Gridded read-slice sweep — bars grouped by dataset count (100 / 500 / 1000), one color per backend

At 1000 datasets:

Backend Read slice (s) Write (s) Storage (MiB)
atlas-bulk (Atlas.read_array_across_stacked) 2.031 53 6387
atlas+dask (view.read_arrays in dask.delayed) 3.763 62 6387
zarr+dask (open_mfdataset(parallel=True)) 5.968 31 6392
netcdf+dask (open_mfdataset(parallel=True)) 14.037 113 5596

On the large-per-dataset workload atlas-bulk is 2.9× faster than zarr and 6.9× faster than netcdf on slice reads. zarr remains the fastest writer for chunked grids — its independent chunk files parallelise cleanly on write, where atlas's single shared file per array name serialises through one writer.

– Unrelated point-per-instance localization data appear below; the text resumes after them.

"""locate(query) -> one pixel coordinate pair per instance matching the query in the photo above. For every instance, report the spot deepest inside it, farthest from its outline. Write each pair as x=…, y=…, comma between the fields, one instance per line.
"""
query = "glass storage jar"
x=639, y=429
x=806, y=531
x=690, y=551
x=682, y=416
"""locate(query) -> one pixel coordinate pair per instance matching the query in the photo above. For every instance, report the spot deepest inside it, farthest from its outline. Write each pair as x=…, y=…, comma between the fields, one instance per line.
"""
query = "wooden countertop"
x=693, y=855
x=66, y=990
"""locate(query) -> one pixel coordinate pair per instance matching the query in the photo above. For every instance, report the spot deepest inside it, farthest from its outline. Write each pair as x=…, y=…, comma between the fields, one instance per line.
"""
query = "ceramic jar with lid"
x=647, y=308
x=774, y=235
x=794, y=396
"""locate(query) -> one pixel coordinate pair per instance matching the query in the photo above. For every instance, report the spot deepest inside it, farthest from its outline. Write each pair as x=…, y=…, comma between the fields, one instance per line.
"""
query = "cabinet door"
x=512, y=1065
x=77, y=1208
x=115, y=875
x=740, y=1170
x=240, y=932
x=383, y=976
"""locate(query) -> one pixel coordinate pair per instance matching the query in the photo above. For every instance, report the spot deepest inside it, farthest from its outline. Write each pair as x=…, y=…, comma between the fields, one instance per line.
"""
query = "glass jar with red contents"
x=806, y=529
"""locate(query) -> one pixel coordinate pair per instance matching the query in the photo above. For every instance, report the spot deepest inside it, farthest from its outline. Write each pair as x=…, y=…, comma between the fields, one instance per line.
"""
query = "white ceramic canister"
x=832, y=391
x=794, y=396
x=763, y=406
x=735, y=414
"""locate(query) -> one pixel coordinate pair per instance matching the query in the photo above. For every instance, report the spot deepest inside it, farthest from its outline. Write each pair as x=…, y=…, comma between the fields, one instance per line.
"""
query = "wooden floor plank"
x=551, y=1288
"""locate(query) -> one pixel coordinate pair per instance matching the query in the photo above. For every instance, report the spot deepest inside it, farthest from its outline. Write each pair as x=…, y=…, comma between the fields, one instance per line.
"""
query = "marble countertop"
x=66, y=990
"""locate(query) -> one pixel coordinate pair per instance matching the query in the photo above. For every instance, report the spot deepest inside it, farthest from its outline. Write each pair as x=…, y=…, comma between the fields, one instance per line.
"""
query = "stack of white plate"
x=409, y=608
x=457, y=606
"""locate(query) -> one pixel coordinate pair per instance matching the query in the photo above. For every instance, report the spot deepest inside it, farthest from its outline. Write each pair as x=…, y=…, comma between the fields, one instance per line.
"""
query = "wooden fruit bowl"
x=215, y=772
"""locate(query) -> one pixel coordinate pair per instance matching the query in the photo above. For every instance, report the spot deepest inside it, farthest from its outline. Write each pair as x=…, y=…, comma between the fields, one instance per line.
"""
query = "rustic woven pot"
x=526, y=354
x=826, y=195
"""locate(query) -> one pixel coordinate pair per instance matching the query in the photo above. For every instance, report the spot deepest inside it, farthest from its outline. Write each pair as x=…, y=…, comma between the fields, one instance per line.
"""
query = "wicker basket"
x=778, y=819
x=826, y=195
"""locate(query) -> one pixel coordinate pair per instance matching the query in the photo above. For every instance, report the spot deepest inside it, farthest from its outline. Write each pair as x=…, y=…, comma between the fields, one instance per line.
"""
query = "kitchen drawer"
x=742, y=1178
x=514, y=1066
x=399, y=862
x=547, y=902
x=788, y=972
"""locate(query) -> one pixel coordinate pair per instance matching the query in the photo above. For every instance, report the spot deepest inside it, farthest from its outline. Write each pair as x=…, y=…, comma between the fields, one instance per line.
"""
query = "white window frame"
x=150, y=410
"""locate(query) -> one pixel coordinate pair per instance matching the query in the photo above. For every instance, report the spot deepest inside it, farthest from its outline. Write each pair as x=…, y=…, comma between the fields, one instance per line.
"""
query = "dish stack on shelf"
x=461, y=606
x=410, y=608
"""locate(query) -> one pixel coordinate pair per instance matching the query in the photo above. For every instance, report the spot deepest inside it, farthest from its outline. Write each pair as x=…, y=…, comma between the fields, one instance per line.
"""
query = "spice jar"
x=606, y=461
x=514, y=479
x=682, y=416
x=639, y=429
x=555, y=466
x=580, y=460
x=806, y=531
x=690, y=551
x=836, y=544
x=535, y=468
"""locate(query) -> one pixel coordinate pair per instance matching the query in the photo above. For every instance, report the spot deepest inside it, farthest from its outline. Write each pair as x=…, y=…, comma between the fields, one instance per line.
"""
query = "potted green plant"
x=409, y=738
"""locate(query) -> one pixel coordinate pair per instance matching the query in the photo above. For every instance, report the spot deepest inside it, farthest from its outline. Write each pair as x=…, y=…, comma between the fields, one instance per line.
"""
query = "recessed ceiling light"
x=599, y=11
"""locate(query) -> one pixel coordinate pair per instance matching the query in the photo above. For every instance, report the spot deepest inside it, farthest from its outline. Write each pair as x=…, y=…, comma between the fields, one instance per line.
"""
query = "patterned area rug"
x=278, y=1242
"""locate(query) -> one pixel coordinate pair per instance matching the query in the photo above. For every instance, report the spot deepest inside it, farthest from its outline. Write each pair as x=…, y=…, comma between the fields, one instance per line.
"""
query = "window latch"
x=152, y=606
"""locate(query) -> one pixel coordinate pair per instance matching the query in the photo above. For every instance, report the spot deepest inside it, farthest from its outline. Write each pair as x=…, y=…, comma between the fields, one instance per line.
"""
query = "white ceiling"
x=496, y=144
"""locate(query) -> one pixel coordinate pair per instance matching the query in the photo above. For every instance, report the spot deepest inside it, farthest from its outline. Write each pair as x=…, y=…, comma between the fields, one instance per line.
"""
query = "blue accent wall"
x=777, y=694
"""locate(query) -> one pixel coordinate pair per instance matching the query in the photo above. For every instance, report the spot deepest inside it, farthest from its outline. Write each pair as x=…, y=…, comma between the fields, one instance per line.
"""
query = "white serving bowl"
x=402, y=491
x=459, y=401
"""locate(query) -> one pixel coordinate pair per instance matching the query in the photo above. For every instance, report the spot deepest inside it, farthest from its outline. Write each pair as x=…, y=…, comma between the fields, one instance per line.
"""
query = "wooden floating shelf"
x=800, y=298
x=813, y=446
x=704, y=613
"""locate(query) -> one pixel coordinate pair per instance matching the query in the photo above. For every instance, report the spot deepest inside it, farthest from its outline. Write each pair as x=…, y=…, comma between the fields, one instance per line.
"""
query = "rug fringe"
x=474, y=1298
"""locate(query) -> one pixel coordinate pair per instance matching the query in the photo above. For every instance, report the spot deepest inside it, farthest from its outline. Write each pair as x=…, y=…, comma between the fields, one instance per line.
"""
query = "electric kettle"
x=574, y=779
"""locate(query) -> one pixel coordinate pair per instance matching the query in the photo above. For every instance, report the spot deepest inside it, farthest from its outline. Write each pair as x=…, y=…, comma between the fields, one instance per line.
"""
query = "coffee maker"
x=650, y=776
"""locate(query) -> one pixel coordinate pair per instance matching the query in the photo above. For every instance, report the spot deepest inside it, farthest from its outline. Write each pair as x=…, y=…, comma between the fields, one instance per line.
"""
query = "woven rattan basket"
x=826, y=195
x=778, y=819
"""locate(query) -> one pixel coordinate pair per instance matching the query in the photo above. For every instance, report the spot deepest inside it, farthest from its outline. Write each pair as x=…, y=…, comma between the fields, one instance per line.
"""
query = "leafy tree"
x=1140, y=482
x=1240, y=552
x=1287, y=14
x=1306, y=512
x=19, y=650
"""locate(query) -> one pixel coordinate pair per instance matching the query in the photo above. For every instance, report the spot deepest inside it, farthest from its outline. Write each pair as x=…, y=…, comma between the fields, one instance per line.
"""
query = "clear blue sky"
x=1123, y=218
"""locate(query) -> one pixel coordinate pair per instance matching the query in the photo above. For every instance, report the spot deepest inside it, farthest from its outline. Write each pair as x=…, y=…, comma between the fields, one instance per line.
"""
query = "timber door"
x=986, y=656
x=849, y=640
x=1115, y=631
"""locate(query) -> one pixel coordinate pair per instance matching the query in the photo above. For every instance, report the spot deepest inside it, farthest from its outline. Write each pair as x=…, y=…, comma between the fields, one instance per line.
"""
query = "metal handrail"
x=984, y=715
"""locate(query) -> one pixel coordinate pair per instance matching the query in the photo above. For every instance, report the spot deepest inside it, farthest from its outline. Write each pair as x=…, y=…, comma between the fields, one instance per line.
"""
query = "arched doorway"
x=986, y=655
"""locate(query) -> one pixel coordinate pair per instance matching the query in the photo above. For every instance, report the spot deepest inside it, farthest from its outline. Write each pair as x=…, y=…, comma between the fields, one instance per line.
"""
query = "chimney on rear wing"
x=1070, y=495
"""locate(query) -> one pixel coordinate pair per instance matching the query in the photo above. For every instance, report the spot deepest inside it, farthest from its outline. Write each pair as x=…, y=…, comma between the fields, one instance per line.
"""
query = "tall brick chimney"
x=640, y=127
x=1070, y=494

Where Zarr / netCDF still win

  • Concurrent writers. Many independent processes writing the same store is Zarr's home turf; chunk files are independent and parallel-writable. atlas assumes a single writer per store and serialises through one in-memory StoreMeta. This is still the case on cloud backends — pip install "atlas-python[cloud]" lets atlas read and write S3 / GCS / Azure via obstore, but it doesn't lift the single-writer assumption.
  • Distributed dask schedulers. Atlas's lazy-read graph captures the DatasetView directly, which isn't picklable across processes. Use .compute() (or one of the bulk-read APIs) before handing off to dask.distributed / processes schedulers. Zarr stores have no such restriction.
  • Ecosystem breadth. netCDF has decades of tooling (ncdump, cdo, nco, GIS integrations) and Zarr is the de-facto interchange format for cloud-scale array data. Atlas is a focused fit for "N small datasets, same schema, one writer".

Compatibility bridge

Atlas reads and writes xr.Dataset natively, so the migration cost from a zarr / netCDF pipeline that already uses xarray is one line:

# Before — zarr
ds = xr.open_zarr("/data/jan_2024.zarr")

# Before — netCDF
ds = xr.open_dataset("/data/jan_2024.nc")

# After — atlas
ds = atlas.Atlas.open("/data/store").to_xarray("jan_2024")

Per-variable attrs (units, long_name, …), _FillValue, coord distinctions, and datetime64[ns] all round-trip. See xarray integration for the storage conventions and the known limitations.